In a year roiled by the Occupy movement in Hong Kong, raising questions about the future of the "one country two systems" model, Chinese President Xi Jinping said that China "remains unswerving" in putting into practice the framework that governs Beijing's relationship with Hong Kong and Macau, and which it hopes will be applicable to Taiwan too.
But he said all sides must hold fast to the principle of "one country" and accept the authority of the central government, while respecting the differences in the "two systems" and the "high degree of autonomy" in the special administrative regions (SARs). Neglecting either is akin to "wearing a right shoe on the left foot and will lead to a series of missteps".

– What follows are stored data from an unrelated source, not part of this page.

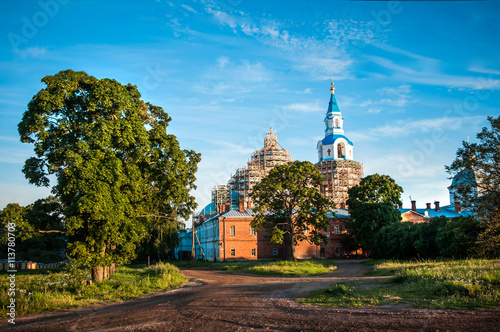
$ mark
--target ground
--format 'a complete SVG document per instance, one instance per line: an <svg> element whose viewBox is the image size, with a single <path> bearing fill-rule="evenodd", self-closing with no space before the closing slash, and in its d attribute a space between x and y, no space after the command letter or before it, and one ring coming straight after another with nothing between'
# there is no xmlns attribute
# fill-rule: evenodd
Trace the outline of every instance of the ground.
<svg viewBox="0 0 500 332"><path fill-rule="evenodd" d="M138 300L19 317L19 331L494 331L500 310L430 310L404 307L328 308L294 298L336 282L367 282L370 267L356 260L311 278L278 278L183 268L190 284Z"/></svg>

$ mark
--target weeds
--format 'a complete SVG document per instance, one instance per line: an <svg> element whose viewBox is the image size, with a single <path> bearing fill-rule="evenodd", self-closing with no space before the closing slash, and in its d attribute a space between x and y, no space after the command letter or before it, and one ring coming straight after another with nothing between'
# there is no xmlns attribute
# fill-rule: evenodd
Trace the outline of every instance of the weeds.
<svg viewBox="0 0 500 332"><path fill-rule="evenodd" d="M7 279L0 275L2 318L6 317ZM151 267L125 266L109 280L93 286L82 285L90 272L75 267L52 270L23 270L16 274L16 315L83 307L103 302L138 298L145 294L172 289L186 282L179 270L170 264Z"/></svg>
<svg viewBox="0 0 500 332"><path fill-rule="evenodd" d="M419 308L500 307L500 260L385 261L371 276L394 276L386 287L337 284L299 302L329 306L393 305Z"/></svg>

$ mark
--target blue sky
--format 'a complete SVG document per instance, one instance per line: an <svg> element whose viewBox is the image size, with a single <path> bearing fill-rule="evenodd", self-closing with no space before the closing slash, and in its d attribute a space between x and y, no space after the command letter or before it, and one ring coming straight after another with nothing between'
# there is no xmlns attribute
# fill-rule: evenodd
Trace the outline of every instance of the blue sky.
<svg viewBox="0 0 500 332"><path fill-rule="evenodd" d="M497 1L3 1L0 208L50 190L21 172L17 124L45 75L83 70L138 86L202 154L203 207L269 127L317 162L333 75L365 175L393 177L418 206L449 203L461 141L500 114Z"/></svg>

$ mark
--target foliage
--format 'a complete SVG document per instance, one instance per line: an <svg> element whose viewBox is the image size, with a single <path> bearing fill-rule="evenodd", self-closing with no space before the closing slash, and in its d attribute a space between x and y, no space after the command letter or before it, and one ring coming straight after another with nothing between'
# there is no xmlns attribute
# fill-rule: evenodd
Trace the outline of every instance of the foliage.
<svg viewBox="0 0 500 332"><path fill-rule="evenodd" d="M375 235L377 245L373 256L396 259L417 257L414 243L418 227L411 222L394 222L382 227Z"/></svg>
<svg viewBox="0 0 500 332"><path fill-rule="evenodd" d="M23 207L8 204L0 212L2 243L7 241L5 225L16 224L16 259L52 263L63 259L66 248L61 205L53 196Z"/></svg>
<svg viewBox="0 0 500 332"><path fill-rule="evenodd" d="M402 192L403 188L390 176L379 174L369 175L359 185L350 188L348 236L353 236L364 250L376 250L378 231L401 220L398 206L401 205Z"/></svg>
<svg viewBox="0 0 500 332"><path fill-rule="evenodd" d="M466 258L473 256L480 224L473 217L432 218L414 224L396 222L384 226L375 236L377 258Z"/></svg>
<svg viewBox="0 0 500 332"><path fill-rule="evenodd" d="M69 268L18 271L16 315L134 299L152 292L179 287L187 281L175 266L166 263L149 268L144 265L121 267L109 280L95 287L82 285L80 281L90 277L88 271L84 272L81 270L82 276L75 278ZM8 279L2 276L1 317L6 317L8 312L8 287Z"/></svg>
<svg viewBox="0 0 500 332"><path fill-rule="evenodd" d="M463 142L446 170L457 175L455 200L483 222L478 253L500 255L500 116L488 117L491 129L477 134L479 143Z"/></svg>
<svg viewBox="0 0 500 332"><path fill-rule="evenodd" d="M95 269L124 264L153 219L187 217L200 156L167 133L171 118L137 87L61 71L28 104L18 129L36 157L23 173L64 207L68 255ZM177 222L177 220L173 220Z"/></svg>
<svg viewBox="0 0 500 332"><path fill-rule="evenodd" d="M435 258L439 255L436 237L447 222L448 218L441 216L417 225L415 228L416 239L413 245L419 258Z"/></svg>
<svg viewBox="0 0 500 332"><path fill-rule="evenodd" d="M499 260L389 261L377 264L368 275L394 278L376 284L336 284L298 301L334 307L500 307Z"/></svg>
<svg viewBox="0 0 500 332"><path fill-rule="evenodd" d="M480 223L474 217L447 220L436 234L436 245L443 257L466 258L474 254ZM482 255L484 257L484 255Z"/></svg>
<svg viewBox="0 0 500 332"><path fill-rule="evenodd" d="M328 212L334 205L321 196L321 183L321 174L308 161L274 167L253 188L251 197L256 215L251 226L267 230L272 243L285 241L293 260L299 242L326 243Z"/></svg>

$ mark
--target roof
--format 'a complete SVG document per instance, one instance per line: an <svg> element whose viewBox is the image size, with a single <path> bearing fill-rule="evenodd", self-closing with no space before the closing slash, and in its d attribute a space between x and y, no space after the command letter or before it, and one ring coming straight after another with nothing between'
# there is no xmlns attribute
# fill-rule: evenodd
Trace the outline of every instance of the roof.
<svg viewBox="0 0 500 332"><path fill-rule="evenodd" d="M252 209L246 209L244 211L240 210L230 210L225 213L223 213L219 217L225 217L225 218L253 218L255 214L253 213Z"/></svg>
<svg viewBox="0 0 500 332"><path fill-rule="evenodd" d="M413 211L412 209L399 209L399 212L401 212L401 214L405 214L407 212L413 212L425 218L435 218L441 216L444 216L446 218L457 218L457 217L467 217L472 215L471 211L461 211L460 213L455 212L454 205L442 206L440 207L440 211L436 211L435 209L417 209L417 211Z"/></svg>
<svg viewBox="0 0 500 332"><path fill-rule="evenodd" d="M349 210L347 209L334 209L335 218L338 219L347 219L349 218ZM328 218L333 218L333 214L328 213Z"/></svg>
<svg viewBox="0 0 500 332"><path fill-rule="evenodd" d="M453 177L450 187L455 187L458 184L464 182L469 182L473 185L476 185L476 172L471 169L458 172L457 175Z"/></svg>
<svg viewBox="0 0 500 332"><path fill-rule="evenodd" d="M330 145L333 144L337 139L343 138L347 141L349 145L354 145L347 137L344 135L326 135L323 140L321 140L321 144L323 145Z"/></svg>
<svg viewBox="0 0 500 332"><path fill-rule="evenodd" d="M217 211L215 211L215 203L211 202L205 206L199 214L203 214L205 216L213 216L214 214L217 214Z"/></svg>
<svg viewBox="0 0 500 332"><path fill-rule="evenodd" d="M328 103L328 111L326 111L326 113L328 114L330 112L340 113L339 105L337 105L337 99L335 98L335 94L331 94L330 102Z"/></svg>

Mr Xi was speaking yesterday at the inauguration ceremony of Macau's new government on the 15th anniversary of its handover from Portuguese to Chinese rule, in his first visit since becoming China's leader two years ago.
But the speech was clearly meant for neighbouring Hong Kong's ears as well, coming five days after the end of the Occupy movement, the city's biggest political crisis since its 1997 handover.
For 79 days, protesters blockaded major roads demanding greater rights to directly elect their chief executive. The protest was also the culmination of rising tensions between the mainland and Hong Kong, including over perceptions that Beijing was increasingly interfering in the city's domestic affairs.
At the same time, the central government had clearly become uneasy over signs that it had yet to win over the hearts of Hong Kongers, especially the younger generation, and over the radicalisation of the pro-democracy camp.
All this cast some doubt on the execution of the "one country, two systems" formula in Hong Kong.
The brainchild of the late leader Deng Xiaoping, it was conceived to woo Taiwan but adapted for Hong Kong and Macau, promising "a high degree of autonomy", "Hong Kong/Macau people governing Hong Kong/ Macau" and "50 years of no change" under Chinese sovereignty. While the model has not gained traction in Taiwan, Mr Xi said in September that it should be the basis for cross-strait reunification.
Yesterday, he praised Macau - long seen as a more pliant SAR - for how the formula had "taken root in the hearts of the Macau people".
"If there is proper understanding of the 'one country, two systems' formula, and a focus on developing the economy, improving people's lives and cultivating a 'love country, love Macau' mindset, Macau will have an even more beautiful future," he said. There was no allusion to the city's nascent pro-democracy movement which yesterday staged protests calling for universal suffrage.
Instead, in what seems to be a warning for Hong Kong as well, Mr Xi said that Macau needs to be on the alert against "external forces' infiltration and interference" to ensure its unity. He also called on Macau to put at its forefront the teaching of`China's history and "patriotic education" for its youth to better understand the country's achievements.
Both topics are sensitive in Hong Kong. Beijing had accused foreign entities of being behind the Occupy movement, while a student-led protest in 2012 forced the introduction of a "national education" curriculum to be put on hold.
Separately, Mr Xi said the situation in Hong Kong has improved and praised the work of its chief executive Leung Chun Ying, Xinhua news agency reported.
In a meeting with Mr Leung in Macau, Mr Xi said the Hong Kong government and police had fulfilled their duties and that the central authorities would continue to support him.